Montar el escenario para el desarrollo de la producción azucarera no es tarea fácil, máxime cuando el interés se centra en vencer los escollos que perjudican la eficiencia fabril y agrícola.
Esta es la etapa en que, en los tres centrales santiagueros que harán zafra a partir de diciembre, se crean condiciones para mediante la calificación y recalificación del personal, y otros ajustes oportunos, mantener el descenso en los volúmenes de caña que se pierden en el proceso de corte, alza y tiro.
Las negativas consecuencias de la sequía en la provincia de Santiago de Cuba, estimulan la aplicación de medidas que permitan entregar a nuestros ingenios toda la caña declarada molible.
Estamos ahora en el centro de la etapa donde cada jornada reclama el máximo de aprovechamiento.
Los abastecedores de piezas, equipos y materias primas tienen en sus manos una alta responsabilidad.
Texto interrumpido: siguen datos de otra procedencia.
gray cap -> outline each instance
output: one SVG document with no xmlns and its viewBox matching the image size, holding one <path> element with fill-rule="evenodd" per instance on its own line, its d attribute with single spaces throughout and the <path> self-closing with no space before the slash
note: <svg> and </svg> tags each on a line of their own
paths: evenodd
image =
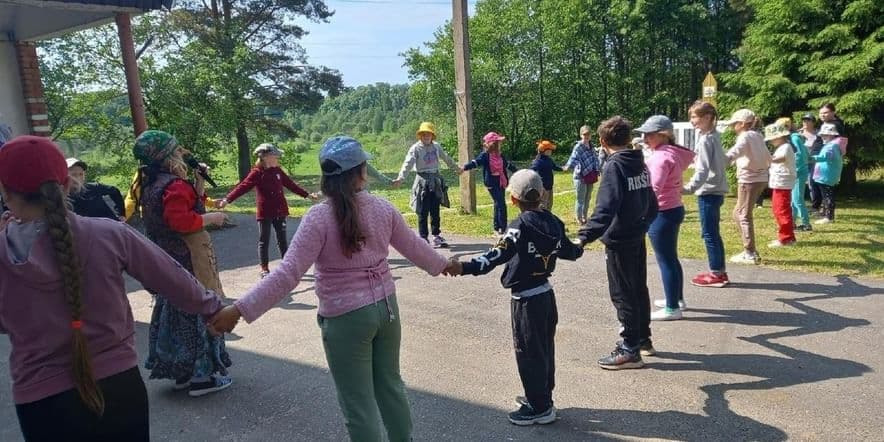
<svg viewBox="0 0 884 442">
<path fill-rule="evenodd" d="M 838 127 L 832 123 L 823 123 L 823 125 L 820 127 L 820 131 L 818 132 L 818 134 L 819 135 L 832 135 L 832 136 L 836 136 L 836 137 L 841 135 L 838 133 Z"/>
<path fill-rule="evenodd" d="M 540 196 L 543 195 L 543 180 L 540 179 L 537 172 L 531 169 L 522 169 L 510 177 L 510 184 L 507 188 L 517 200 L 534 203 L 540 201 Z"/>
<path fill-rule="evenodd" d="M 254 154 L 255 155 L 269 154 L 269 155 L 276 155 L 278 157 L 281 157 L 283 154 L 283 151 L 279 147 L 276 147 L 276 145 L 273 143 L 262 143 L 262 144 L 259 144 L 258 147 L 255 148 Z"/>
<path fill-rule="evenodd" d="M 371 158 L 371 155 L 362 148 L 359 141 L 344 135 L 325 140 L 325 144 L 319 151 L 320 163 L 329 160 L 340 167 L 332 172 L 323 171 L 323 175 L 340 175 Z"/>
<path fill-rule="evenodd" d="M 666 115 L 653 115 L 645 123 L 635 129 L 636 132 L 649 134 L 653 132 L 661 132 L 664 130 L 672 130 L 672 120 Z"/>
<path fill-rule="evenodd" d="M 81 161 L 76 158 L 67 158 L 65 159 L 65 162 L 68 164 L 68 169 L 74 166 L 80 166 L 83 170 L 86 170 L 88 168 L 85 161 Z"/>
</svg>

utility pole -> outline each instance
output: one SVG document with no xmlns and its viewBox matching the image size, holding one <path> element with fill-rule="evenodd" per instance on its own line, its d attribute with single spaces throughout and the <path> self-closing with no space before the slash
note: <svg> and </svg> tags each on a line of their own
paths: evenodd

Si ellos fallan, saltarán eslabones de la cadena y los atrasos no demorarán.
El calendario de inversiones y reparaciones necesita marchar según el plan. Ni muy aprisa, ni con demora. Ambos términos cuando se exceden pueden traer malas consecuencias.
Los centrales tienen a juzgar por los estimados, fechas de arrancada, y esta es la etapa donde Santiago de Cuba nada puede descuidar si pretende conseguir, pese a la fuerte sequía, las casi cien mil toneladas de azúcar que se ha propuesto producir en la zafra que iniciará en diciembre.